Dance is also a beautiful visual medium to make music come to life. Every new song inspires me, it tells a story and this is what I interpret through movement and choreography. Good music inspires me to choreograph. My dance company is the physical interpretation of my vision.
In terms of ideation, everything is an inspiration. From nature to animals, music to different cultures— there is always something to observe, grasp and translate into motion. As a performing artist, it is your self-driven motivation and the yearning to stay inspired that keeps you driven.
Q Why do you think “The Shiamak Effect” is felt so strongly across the world?
I wanted to make people experience the same joy that I derived from dancing and performing. My motto is “Have Feet. Will Dance.” It reiterates the fact that everyone can dance. I wanted to create a platform for people to come and express themselves through movement, without being judged. The sense of achievement and fulfillment they get by learning and performing on stage is greater than any other feeling. It’s been over 30 years and it’s great to see the impact it has had globally. People like things that are original and new. This has created a dance community globally where they always learn things that are relevant yet original. It is the freedom for everything to learn that has made the maximum impact. I’ve always incorporated our culture in the choreography, so internationally people feel a sense of belonging and reconnect with their culture through the classes.
Q How has choreography in Bollywood changed over the years?
It has definitely become more structured and stylised. Dil Toh Pagal Hai had created a revolution in terms of introducing fit dancers doing synchronised movements. From there on, a trend started and it has moved in a positive direction. But technology also has a huge role to play in it. The advantage of an editor makes it easier for stars to do one movement at a time with multiple cuts. Honestly, I find this very boring, I miss seeing pure dancing. When you look back, Helenji used to dance an entire sequence effortlessly. That is dance — that was natural talent.
Q What does it take to be a good choreographer?
You need to inspire students in terms of knowledge, dance ability, fitness, flexibility, stretch and strength. This is a continuous learning process, so you have constantly keep reinventing and evolving. With the easy access to YouTube, people feel that watching and copying makes them teachers and choreographers. But passing on half-baked knowledge is the worst— you can harm people’s bodies.
Focus on training, find your area of specialisation and create your original style that is uniquely “you”. The longevity of your career will depend on how knowledgeable and relevant you are.There are plenty of avenues today so find your calling and work whole-heartedly towards it.
Q How do you see this art as a profession in India?

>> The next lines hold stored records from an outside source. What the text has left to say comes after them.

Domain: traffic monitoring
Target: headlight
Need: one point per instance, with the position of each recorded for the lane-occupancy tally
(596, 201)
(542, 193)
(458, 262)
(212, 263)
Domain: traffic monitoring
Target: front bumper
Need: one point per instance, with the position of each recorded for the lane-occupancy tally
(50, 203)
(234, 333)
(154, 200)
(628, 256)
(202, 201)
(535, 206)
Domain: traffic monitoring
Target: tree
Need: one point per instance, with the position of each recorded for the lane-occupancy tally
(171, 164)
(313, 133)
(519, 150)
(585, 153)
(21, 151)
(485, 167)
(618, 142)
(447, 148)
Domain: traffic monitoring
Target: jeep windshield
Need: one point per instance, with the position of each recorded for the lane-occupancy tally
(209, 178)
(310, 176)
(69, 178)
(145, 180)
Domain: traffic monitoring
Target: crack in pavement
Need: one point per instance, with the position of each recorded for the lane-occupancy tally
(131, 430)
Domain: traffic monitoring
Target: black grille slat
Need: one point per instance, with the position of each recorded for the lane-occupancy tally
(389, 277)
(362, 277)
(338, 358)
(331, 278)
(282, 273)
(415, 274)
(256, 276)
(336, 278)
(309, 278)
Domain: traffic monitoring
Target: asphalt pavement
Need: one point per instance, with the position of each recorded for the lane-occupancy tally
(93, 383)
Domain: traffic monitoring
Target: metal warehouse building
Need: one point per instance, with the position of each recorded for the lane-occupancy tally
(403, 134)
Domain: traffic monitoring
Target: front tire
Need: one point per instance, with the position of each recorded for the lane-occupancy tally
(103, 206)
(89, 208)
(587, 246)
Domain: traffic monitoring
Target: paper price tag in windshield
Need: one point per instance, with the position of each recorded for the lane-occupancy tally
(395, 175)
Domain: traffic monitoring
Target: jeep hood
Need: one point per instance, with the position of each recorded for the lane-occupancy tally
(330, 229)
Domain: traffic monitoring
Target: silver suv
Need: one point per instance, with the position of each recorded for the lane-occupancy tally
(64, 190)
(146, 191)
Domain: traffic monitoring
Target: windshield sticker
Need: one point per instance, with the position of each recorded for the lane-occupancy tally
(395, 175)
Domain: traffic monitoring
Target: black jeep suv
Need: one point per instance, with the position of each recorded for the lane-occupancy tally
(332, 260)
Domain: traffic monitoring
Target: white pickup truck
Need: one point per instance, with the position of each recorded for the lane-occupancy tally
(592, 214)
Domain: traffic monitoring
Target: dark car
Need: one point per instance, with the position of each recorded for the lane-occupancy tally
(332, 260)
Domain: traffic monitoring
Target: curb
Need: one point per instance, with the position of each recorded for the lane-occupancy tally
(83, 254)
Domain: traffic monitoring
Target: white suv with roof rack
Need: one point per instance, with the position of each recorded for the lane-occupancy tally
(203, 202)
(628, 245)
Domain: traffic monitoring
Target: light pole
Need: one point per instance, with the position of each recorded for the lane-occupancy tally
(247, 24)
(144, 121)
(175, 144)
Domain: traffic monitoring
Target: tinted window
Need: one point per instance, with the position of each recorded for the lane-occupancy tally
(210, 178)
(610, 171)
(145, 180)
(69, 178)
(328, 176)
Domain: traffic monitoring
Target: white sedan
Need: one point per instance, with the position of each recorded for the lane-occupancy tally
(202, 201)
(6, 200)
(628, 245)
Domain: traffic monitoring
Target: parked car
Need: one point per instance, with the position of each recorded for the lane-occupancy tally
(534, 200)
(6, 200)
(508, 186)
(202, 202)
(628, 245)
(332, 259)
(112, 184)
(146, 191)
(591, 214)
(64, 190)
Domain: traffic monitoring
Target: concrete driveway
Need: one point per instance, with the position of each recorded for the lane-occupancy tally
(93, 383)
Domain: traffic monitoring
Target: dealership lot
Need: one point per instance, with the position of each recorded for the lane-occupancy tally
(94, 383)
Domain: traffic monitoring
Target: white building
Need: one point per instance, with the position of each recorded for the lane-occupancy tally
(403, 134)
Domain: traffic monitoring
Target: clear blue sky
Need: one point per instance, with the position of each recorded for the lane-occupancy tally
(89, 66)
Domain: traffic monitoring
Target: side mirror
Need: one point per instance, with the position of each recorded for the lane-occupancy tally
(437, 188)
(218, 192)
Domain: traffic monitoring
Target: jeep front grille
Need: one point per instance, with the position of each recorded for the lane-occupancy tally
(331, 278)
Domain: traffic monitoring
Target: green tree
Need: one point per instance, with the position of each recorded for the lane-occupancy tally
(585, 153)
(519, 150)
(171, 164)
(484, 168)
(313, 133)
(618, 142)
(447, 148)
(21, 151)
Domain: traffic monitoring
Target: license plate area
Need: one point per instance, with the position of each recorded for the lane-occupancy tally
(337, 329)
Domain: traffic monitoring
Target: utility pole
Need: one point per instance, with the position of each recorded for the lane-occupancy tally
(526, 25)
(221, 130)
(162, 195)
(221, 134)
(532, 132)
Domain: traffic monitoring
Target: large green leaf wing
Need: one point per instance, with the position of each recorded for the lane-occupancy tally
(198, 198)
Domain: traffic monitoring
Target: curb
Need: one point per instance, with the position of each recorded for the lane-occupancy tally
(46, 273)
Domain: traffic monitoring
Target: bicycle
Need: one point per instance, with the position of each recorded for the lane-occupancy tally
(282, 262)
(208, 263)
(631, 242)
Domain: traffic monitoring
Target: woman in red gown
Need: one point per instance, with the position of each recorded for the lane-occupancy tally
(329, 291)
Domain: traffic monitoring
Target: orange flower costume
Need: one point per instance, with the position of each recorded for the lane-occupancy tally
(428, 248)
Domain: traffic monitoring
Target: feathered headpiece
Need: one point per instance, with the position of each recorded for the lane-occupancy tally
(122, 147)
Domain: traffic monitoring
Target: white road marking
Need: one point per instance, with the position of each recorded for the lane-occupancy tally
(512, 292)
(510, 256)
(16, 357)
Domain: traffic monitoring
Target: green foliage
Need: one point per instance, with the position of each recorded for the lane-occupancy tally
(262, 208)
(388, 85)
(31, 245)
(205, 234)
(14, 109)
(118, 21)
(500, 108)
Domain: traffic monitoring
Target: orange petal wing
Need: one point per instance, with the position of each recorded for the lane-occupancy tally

Dance is now a viable career option. Over the last three decades I’ve observed a positive and impactful change in people’s attitude towards this profession. The industry has opened up tremendously — arts and culture have become hugely popular and in effect people don’t fear making their passion a profession. The talent in our country is unbelievable. We no longer need to look at the West as there are plenty of opportunities here. Whether it is becoming a dance instructor in schools, teaching hobby classes, teaching families for Sangeets, performing in films and award shows, being a part of professional teams that perform in musicals or even going abroad and taking up dance full time—the prospects are endless. What is the most important is to constantly have that hunger to learn, train and then pass on the knowledge.